Function arrow::compute::kernels::cast::cast_with_options

source ·
pub fn cast_with_options(
    array: &dyn Array,
    to_type: &DataType,
    cast_options: &CastOptions<'_>,
) -> Result<Arc<dyn Array>, ArrowError>
Expand description

Try to cast array to to_type if possible.

Returns a new Array with type to_type if possible.

Accepts CastOptions to specify cast behavior. See also cast().

§Behavior

  • Boolean to Utf8: true => ‘1’, false => 0
  • Utf8 to Boolean: true, yes, on, 1 => true, false, no, off, 0 => false, short variants are accepted, other strings return null or error
  • Utf8 to Numeric: strings that can’t be parsed to numbers return null, float strings in integer casts return null
  • Numeric to Boolean: 0 returns false, any other value returns true
  • List to List: the underlying data type is cast
  • List to FixedSizeList: the underlying data type is cast.

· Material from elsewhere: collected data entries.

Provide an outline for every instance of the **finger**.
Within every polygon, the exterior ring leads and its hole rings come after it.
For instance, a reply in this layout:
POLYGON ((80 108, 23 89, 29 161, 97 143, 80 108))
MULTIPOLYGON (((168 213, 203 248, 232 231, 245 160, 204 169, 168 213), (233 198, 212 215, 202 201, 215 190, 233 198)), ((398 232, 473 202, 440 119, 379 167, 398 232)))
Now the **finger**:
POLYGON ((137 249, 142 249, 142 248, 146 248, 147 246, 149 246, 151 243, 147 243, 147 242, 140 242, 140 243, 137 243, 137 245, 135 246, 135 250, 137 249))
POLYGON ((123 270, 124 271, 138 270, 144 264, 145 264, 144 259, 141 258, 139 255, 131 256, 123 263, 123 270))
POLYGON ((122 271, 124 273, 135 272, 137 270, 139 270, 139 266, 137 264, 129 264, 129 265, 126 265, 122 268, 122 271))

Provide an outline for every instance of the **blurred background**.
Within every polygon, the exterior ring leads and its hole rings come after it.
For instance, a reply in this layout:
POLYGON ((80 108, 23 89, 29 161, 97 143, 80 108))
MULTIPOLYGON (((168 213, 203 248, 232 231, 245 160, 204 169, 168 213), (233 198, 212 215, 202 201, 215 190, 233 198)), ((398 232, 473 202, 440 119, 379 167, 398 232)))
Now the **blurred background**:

If safe is true and a list element has the wrong length it will be replaced with NULL, otherwise an error will be returned
  • Primitive to List: a list array with 1 value per slot is created
  • Date32 and Date64: precision lost when going to higher interval
  • Time32 and Time64`: precision lost when going to higher interval
  • Timestamp and Date{32|64}: precision lost when going to higher interval
  • Temporal to/from backing Primitive: zero-copy with data type change
  • Float32/Float64 to Decimal(precision, scale) rounds to the scale decimals (i.e. casting 6.4999 to Decimal(10, 1) becomes 6.5).

Unsupported Casts (check with can_cast_types before calling):

  • To or from StructArray
  • List to Primitive
  • Interval and Duration

§Timestamps and Timezones

Timestamps are stored with an optional timezone in Arrow.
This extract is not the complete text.